When you wake up, expose yourself to as much light as possible to help your body think it’s morning time. You can also wear dark glasses, especially if crossing multiple time zones. Varying time zones can be confusing as they make your body mistake evening for morning and vice versa.
- Stay Hydrated
When flying, dry cabin air can be dehydrating. Be sure to drink lots of water before, during, and after landing at your destination. Dehydration makes jet lag signs even worse, if possible, avoid caffeine and alcohol before your flight as they also cause dehydration. The quality of your sleep is lowered by alcohol, and too much caffeine can make you restless.
Dehydration causes fatigue, increased heart rate, confusion, and low blood pressure. These conditions can make things hard for you, especially on a business trip. If you’re not into drinking a lot of water, try hydrating foods like soups, fruits, and vegetables. You can also try sports drinks to replenish your electrolytes as you hydrate, especially if you have an illness.
- Try to Sleep
Maximize sleep time before departure, even when you’re not feeling tired whenever you’re planning to travel by air. Lie down and let your body adjust to the new nighttime routine like you’re already there. This goes a long way to helping your brain think it’s nighttime. Stick to the new sleep schedule even if you’re struggling with it.

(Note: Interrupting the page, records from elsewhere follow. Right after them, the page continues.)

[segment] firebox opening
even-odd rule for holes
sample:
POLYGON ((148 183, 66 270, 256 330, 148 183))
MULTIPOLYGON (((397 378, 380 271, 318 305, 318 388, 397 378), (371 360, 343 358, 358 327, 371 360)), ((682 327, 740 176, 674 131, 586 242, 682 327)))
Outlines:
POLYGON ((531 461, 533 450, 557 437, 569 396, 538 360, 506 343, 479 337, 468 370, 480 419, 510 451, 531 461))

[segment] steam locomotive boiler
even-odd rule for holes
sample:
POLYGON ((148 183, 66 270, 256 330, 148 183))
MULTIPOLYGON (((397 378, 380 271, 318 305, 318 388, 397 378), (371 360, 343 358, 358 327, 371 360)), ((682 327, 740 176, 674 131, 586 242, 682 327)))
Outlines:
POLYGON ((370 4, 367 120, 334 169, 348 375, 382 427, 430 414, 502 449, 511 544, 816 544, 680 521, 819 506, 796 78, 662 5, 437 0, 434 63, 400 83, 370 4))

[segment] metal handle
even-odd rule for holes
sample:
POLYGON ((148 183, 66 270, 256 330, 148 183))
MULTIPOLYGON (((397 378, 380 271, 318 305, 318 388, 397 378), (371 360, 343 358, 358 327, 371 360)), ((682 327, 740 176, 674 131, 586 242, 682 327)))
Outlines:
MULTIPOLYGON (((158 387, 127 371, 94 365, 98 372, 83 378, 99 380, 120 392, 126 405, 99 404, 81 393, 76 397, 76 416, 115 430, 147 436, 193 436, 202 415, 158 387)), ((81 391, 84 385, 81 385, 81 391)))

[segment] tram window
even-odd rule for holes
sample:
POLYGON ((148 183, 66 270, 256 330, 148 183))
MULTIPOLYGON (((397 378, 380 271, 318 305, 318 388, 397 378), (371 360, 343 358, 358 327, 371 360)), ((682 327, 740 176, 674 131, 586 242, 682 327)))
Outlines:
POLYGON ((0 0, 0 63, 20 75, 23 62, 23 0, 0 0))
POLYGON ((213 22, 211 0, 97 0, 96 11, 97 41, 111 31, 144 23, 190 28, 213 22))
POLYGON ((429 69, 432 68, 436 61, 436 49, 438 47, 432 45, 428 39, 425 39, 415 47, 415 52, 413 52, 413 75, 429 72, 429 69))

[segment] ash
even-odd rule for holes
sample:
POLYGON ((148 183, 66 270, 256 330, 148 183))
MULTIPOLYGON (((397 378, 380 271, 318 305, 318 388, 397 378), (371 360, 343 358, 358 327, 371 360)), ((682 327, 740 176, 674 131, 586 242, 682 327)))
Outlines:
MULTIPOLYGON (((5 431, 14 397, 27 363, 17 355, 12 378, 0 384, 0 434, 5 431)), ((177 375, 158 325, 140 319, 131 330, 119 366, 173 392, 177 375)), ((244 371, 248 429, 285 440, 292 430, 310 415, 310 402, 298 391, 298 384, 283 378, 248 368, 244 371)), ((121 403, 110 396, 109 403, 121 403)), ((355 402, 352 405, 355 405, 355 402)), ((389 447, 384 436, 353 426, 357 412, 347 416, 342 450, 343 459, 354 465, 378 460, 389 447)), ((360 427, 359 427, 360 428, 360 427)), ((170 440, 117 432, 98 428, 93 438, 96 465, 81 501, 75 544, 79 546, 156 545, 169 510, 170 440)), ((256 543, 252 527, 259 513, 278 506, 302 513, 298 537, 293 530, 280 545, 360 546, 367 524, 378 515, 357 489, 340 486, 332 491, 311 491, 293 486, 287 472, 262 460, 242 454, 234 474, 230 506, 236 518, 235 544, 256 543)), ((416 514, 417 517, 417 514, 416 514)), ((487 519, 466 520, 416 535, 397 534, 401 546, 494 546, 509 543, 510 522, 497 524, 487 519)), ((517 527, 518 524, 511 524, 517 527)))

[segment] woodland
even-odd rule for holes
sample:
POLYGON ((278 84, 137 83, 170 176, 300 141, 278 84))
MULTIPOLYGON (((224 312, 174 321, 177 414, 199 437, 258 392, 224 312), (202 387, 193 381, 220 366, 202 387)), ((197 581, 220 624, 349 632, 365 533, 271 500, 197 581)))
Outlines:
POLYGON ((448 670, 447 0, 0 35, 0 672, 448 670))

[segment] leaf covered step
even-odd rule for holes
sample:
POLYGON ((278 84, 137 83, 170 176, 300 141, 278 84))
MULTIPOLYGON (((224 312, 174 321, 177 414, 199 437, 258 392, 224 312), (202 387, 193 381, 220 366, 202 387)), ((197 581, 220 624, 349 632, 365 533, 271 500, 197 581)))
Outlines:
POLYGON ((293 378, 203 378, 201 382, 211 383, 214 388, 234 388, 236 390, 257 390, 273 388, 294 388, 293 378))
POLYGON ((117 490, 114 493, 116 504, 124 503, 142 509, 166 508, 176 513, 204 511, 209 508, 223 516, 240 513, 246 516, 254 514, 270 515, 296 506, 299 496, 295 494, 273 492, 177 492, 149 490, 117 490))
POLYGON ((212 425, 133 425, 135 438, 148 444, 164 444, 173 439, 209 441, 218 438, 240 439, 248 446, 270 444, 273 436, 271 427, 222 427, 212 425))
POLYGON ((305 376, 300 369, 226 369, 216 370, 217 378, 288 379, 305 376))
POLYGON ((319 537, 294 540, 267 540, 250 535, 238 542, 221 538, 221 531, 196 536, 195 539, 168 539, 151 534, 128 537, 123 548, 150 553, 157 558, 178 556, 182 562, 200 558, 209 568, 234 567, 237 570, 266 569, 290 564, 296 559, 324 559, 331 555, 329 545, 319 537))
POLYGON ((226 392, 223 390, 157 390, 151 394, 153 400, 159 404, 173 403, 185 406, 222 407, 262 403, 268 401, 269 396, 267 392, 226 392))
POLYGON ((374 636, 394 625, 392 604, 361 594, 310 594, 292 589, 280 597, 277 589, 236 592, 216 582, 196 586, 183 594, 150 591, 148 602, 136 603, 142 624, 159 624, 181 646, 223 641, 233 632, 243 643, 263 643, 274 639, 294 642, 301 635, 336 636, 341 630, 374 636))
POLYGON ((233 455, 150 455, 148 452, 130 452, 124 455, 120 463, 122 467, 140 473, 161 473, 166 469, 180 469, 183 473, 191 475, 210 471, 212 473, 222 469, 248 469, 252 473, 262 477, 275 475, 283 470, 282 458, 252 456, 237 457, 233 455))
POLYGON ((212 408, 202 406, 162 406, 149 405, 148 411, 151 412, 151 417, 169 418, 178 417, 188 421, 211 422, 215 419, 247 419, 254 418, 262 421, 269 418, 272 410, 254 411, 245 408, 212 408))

Avoid caffeine and alcohol or reduce usage as they can adversely disrupt your sleep. While traveling, try to choose a comfortable seat, free your feet while seated, or bring a neck pillow to sleep better while en route to your new location.
Stay Jet Lag Free
Jet lag disrupts the circadian rhythm when traveling to a new time zone. Whatever the reason for your travel, you wouldn’t want to arrive feeling fatigued and confused. To make it easier for yourself, schedule some time for sleeping to help your body acclimate to the new destination. Staying hydrated and avoiding exposure to light can also go a long way.